- - Friday, July 11, 2014


Congress is considering a constitutional amendment to eliminate the free-speech protections of the First Amendment. Over at the Internal Revenue Service, high-level officials are caught harassing American citizens for their political beliefs, but obstructing the exercise of free speech is not limited to Washington.

College campuses everywhere have dropped the pretense of academic freedom, adopting speech codes to restrict what can be said or thought, lest someone take offense at the expression of an unfamiliar idea. The frightened few cowering in the faculty lounge want to sanitize the public discourse.

Earlier this month, the Foundation for Individual Rights in Education (FIRE) filed several federal lawsuits designed to roll back the campus assault on free expression at Chicago State University, Iowa State University, Ohio University and Citrus College in Glendora, Calif.

“College campuses have been uniquely recognized as the quintessential marketplace of ideas upon which the concept of the First Amendment was based,” says Robert Corn-Revere, a First Amendment lawyer working on behalf of the foundation.

Mocking T-shirts are in the sights at Ohio University, which barred a student group from wearing apparel with “sarcastic” messages. Administrators said the message on the shirts “objectified women” and “promoted prostitution” in violation of a speech code that forbids any “act that degrades, demeans or disgraces” another. The group had used the slogans on T-shirts worn on campus in 1976 without a peep of protest.

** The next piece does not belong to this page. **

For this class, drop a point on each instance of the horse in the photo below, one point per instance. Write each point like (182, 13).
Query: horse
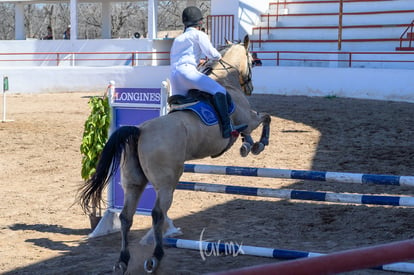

Citrus College forbids “unapproved thoughts” on 98 percent of the campus, limiting expression to a specially marked “free-speech area.” Vincenzo Sinapi-Riddle, a student, was threatened with eviction from the campus for collecting signatures outside the zone for a petition opposing spying by the National Security Agency. His suit challenges college rules restricting petitioning, leafleting and similar activities. He is further challenging the administration’s two-week approval process to review the “point of view” of any prospective student organization. The college has been sued before over its “free-speech area” and lost.

In some ways, the schools themselves are playing fast and loose with the rules. “The law in this area is so well established,” says Mr. Corn-Revere, the First Amendment lawyer. “The abridgements of basic rights that occurred in these cases violate Supreme Court commands that go back decades.”

Academics like Lawrence Lessig, a Harvard Law School professor pushing these schemes, surely know better. Mr. Lessig’s own Super PAC was formed to outlaw other Super PACs. He wants to silence Tea Party groups by limiting their financial resources, which in turn restricts their ability to get their word out.

When the French philosopher Alexis de Tocqueville toured the United States in the early 19th century, he marveled at American schools. “In New England,” he wrote, “every citizen receives the elementary notions of human knowledge. He is taught, moreover, the doctrines and the evidences of his religion, the history of his country, and the leading features of its Constitution.”

These fundamentals have largely been replaced by studies that focus on diversity, “tolerance,” the art of taking offense and the perils of global warming. Who needs free speech when professors and administrators can tell their students what to think?